The SOLR data directory is around 500 Giga Bytes in size.

Our SOLR version is 1.4, although upgrading to 4.1 made no difference.

There is only a single shard and single core.

SOLR server is on a Windows Server VM with 24GB RAM and 8 CPU.

We use VMWare as our virtualisation platform.

Our Java web application which runs in Tomcat utilises the SOLRj client to make requests to SOLR. We request 1,000 results from SOLR on user searches as the permissions to the documents in our SOLR index are handle by the database server which SOLR has no visibility to. We need to request 1,000 records from SOLR so that we can then filter the results based on user's access and then only show the top 100 results which they have access to.

Our storage solution is a 10GB iSCSI DELL Equalogic SAN which we know is capable of high throughout and high IOPs.

We were finding that there would be a significant delay in situations where SOLR had to go to disk to load index data that was not cache in memory. This delay could be anything up to two minutes at times.

After doing lots of research we found many other blogs and discussions on the Internet which would suggest how to tune and optimise SOLR. Some of which helped slightly, but we still seemed to have this underlying disk IO issue.

When SOLR was busy trying to get index data from disk we took a look at the SAN IO graphs to notice that SOLR was only capable of performing the random read of the index files at 6MB per second.
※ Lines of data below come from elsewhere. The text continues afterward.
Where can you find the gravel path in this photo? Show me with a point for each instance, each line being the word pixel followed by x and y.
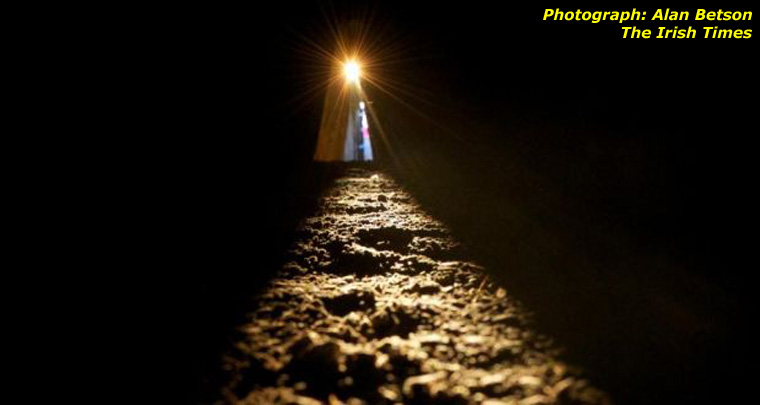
pixel 379 304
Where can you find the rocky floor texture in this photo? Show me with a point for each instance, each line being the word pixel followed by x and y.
pixel 378 304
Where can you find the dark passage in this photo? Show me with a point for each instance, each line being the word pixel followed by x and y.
pixel 607 185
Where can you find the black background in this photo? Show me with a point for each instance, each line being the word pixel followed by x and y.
pixel 608 183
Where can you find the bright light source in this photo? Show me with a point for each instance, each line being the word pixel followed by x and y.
pixel 352 71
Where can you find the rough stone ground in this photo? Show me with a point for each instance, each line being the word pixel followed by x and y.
pixel 379 304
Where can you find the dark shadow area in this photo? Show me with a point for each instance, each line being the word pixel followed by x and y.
pixel 606 183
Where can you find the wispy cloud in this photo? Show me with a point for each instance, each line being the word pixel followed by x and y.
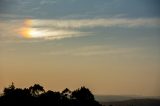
pixel 81 23
pixel 95 50
pixel 66 28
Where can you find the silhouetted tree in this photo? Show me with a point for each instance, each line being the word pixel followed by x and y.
pixel 66 92
pixel 36 89
pixel 36 95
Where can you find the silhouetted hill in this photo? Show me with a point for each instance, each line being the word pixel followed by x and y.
pixel 134 102
pixel 110 98
pixel 36 95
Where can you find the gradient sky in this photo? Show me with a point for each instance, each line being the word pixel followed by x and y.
pixel 110 46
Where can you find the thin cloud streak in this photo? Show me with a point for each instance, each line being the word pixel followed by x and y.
pixel 95 50
pixel 85 23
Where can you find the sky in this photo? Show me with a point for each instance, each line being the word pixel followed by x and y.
pixel 110 46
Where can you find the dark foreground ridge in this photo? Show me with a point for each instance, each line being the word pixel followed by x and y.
pixel 36 95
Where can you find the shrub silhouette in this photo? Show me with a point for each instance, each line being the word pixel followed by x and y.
pixel 36 95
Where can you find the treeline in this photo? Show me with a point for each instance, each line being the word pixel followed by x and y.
pixel 36 95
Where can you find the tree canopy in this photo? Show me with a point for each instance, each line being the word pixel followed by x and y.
pixel 36 95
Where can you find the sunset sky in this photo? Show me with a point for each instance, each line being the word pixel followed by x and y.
pixel 110 46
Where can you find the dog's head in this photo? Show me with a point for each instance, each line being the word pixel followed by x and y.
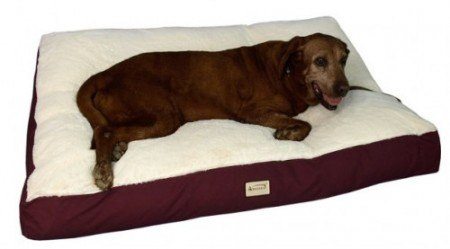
pixel 317 62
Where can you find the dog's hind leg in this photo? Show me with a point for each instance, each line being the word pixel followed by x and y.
pixel 106 138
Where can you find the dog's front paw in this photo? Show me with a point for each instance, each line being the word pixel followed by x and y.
pixel 294 133
pixel 103 175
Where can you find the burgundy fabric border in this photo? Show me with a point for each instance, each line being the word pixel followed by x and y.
pixel 222 190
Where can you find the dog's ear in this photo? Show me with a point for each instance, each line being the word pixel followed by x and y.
pixel 290 47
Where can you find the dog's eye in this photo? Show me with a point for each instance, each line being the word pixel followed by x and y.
pixel 321 62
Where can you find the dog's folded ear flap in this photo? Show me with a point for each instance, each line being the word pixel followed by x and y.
pixel 292 46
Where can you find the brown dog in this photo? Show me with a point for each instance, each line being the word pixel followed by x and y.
pixel 153 94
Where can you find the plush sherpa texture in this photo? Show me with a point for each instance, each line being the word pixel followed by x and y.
pixel 61 154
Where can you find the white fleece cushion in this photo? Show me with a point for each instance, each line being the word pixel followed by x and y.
pixel 61 151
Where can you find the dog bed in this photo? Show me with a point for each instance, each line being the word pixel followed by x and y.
pixel 206 167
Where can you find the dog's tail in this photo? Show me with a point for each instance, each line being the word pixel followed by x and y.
pixel 85 100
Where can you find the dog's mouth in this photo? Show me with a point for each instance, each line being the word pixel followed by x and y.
pixel 327 101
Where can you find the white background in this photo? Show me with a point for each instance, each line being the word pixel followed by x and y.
pixel 406 46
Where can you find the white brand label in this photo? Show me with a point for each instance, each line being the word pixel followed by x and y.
pixel 257 188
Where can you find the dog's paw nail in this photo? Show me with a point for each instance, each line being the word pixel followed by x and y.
pixel 296 133
pixel 118 151
pixel 103 176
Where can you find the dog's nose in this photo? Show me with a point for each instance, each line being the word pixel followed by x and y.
pixel 341 89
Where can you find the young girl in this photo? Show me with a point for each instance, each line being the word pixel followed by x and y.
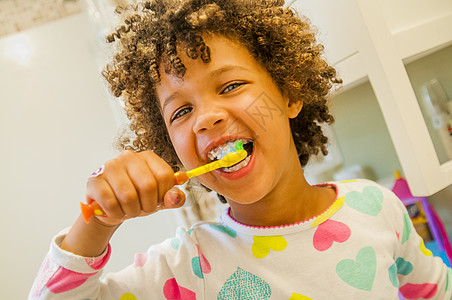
pixel 198 76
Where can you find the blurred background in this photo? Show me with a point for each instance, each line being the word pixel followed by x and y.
pixel 59 123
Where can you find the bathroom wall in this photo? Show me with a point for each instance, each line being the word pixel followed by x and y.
pixel 362 135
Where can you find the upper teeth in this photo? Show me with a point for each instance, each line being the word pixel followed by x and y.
pixel 219 151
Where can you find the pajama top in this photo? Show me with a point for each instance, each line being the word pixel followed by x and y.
pixel 363 246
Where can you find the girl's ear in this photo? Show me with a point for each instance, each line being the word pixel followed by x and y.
pixel 294 109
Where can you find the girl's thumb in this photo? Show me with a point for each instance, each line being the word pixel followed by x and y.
pixel 174 198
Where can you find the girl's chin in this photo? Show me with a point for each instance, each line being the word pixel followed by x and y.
pixel 242 172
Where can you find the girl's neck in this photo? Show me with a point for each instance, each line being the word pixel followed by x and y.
pixel 292 201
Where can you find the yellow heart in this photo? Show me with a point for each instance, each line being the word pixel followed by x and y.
pixel 296 296
pixel 425 250
pixel 263 244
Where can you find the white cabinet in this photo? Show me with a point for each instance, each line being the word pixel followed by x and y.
pixel 372 41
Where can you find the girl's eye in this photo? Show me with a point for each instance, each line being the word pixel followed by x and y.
pixel 231 87
pixel 181 113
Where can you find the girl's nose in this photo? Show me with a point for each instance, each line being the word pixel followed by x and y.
pixel 209 118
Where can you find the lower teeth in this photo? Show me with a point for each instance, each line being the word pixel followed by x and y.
pixel 237 166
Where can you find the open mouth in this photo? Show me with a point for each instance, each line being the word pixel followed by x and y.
pixel 218 152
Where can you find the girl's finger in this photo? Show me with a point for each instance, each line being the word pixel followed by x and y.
pixel 174 198
pixel 162 172
pixel 98 189
pixel 118 178
pixel 145 184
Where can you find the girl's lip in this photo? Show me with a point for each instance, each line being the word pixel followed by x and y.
pixel 218 142
pixel 239 173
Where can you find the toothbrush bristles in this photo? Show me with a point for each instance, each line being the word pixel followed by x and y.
pixel 238 145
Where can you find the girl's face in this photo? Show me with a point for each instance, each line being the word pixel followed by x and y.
pixel 228 99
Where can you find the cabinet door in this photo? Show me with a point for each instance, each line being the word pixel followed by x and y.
pixel 379 49
pixel 337 24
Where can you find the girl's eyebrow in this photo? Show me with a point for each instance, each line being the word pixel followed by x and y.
pixel 210 76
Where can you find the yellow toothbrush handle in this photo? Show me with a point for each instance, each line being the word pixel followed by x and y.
pixel 227 161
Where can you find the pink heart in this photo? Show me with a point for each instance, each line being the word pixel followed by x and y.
pixel 173 291
pixel 418 291
pixel 205 265
pixel 329 232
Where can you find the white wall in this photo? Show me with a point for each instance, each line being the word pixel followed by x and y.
pixel 56 127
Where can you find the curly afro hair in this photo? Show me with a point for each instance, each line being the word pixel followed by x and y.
pixel 280 40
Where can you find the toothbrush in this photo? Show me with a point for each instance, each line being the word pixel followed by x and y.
pixel 230 159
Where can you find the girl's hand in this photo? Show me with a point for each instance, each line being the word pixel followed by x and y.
pixel 132 185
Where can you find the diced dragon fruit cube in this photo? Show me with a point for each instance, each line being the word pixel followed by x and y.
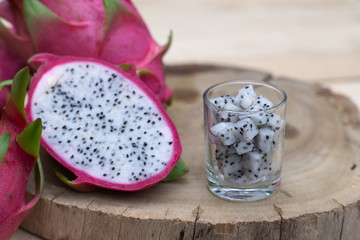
pixel 246 97
pixel 244 147
pixel 275 122
pixel 224 133
pixel 263 102
pixel 225 102
pixel 246 129
pixel 221 151
pixel 231 168
pixel 265 140
pixel 225 116
pixel 251 161
pixel 260 118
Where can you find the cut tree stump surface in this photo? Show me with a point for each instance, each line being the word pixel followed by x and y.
pixel 319 196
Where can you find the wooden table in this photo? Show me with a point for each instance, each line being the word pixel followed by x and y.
pixel 314 41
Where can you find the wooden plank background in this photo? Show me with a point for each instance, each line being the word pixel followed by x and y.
pixel 315 41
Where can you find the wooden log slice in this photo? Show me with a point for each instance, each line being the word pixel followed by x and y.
pixel 319 196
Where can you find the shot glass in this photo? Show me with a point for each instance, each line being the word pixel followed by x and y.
pixel 244 124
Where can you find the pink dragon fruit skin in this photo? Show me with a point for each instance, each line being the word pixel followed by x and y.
pixel 20 157
pixel 111 30
pixel 85 182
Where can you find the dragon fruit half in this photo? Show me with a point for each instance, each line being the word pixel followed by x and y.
pixel 111 30
pixel 19 149
pixel 102 123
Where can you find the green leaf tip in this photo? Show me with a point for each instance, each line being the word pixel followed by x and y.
pixel 29 139
pixel 63 178
pixel 39 177
pixel 35 10
pixel 114 9
pixel 178 171
pixel 4 145
pixel 128 67
pixel 18 89
pixel 5 84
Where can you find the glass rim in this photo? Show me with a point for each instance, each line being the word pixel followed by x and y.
pixel 282 102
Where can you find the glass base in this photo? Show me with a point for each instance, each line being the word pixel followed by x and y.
pixel 243 194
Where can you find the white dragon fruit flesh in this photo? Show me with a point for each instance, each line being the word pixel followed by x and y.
pixel 246 97
pixel 101 123
pixel 244 146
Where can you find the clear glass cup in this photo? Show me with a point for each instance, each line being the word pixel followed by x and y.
pixel 244 139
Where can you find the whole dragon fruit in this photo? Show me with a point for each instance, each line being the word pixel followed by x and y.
pixel 111 30
pixel 102 123
pixel 19 149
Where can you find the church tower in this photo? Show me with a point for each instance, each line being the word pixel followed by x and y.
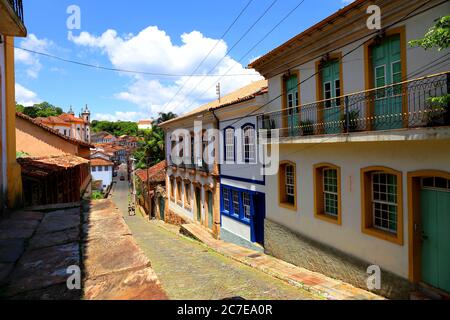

We knew our SAN was capable of much more than this.

Solution

After trying many things to optimise this, the only solution that worked for us was to get our java application to make 10 concurrent requests to SOLR, each asking for 100 record result set instead of a single request for 1,000. This seemed to have a significant positive impact on the performance as now with multiple threads, SOLR could read data much faster from the storage array even though there is still only one single SOLR server with a single shard.

We are not 100% sure why we had to do this, but it worked for us. It could be because of any of the following reasons:

1. We use iSCSI to connect to our storage, which I have heard can have IO issues under certain single threaded circumstances.
2. We use Windows environment rather than UNIX.
3. May be a Windows / VMWare / DELL iSCSI specific issue.
4. Limitation of SOLRj client.